St. Croix is an island that is just 82 square miles in size, with a population of a little more than 50,000 people. Flumerfelt served as a building inspector there from March 12 through April 3, 2018 to assist a short-staffed office as the region continued to rebuild.

“In any response to a crisis, there will be unknowns,” Flumerfelt said. “But the EMAC program and its administrators gave me enough information so that I could be adaptive.”

Through his deployment experience to St. Croix, Flumerfelt learned a lot about the informed, resilient residents of the small island territory removed from the continental U.S.

“I have a great deal of respect and admiration for the Crucians,” Flumerfelt said. “There’s a lot of social interconnection; it’s easy to have conversations and be brought into the relevant current events of the island.  Often during the Hurricane Maria's recovery period , Hurricane Hugo, from 1989, was referenced. Island-wide, there’s a sense that whatever is necessary to be done will be done to minimize the damage that storms of this magnitude can cause.”

Over the course of his career, Flumerfelt’s interest in addressing public needs through agency cooperation and public input led him to serving in the public sector. His passion for helping others is what motivated him to develop and apply structure safety codes. Flumerfelt says his work with the EMAC process has been rewarding and he hopes to build on his experience.

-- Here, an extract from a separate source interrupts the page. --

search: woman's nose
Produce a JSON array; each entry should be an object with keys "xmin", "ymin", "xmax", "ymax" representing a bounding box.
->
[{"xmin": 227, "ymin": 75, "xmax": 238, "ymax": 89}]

“I’m happy to see that the mutual assistance programs are expanding their effectiveness, not only in delivering first and second responders to areas of need, but also many others who may be able to assist in crisis recovery,” Flumerfelt said. “It’s exciting to know that in this modern time of advanced communication and information gathering, we can have in place ways to deliver specific expertise to situations where that expertise is timely and effective.  I have a lot of enthusiasm to improve that cooperation.”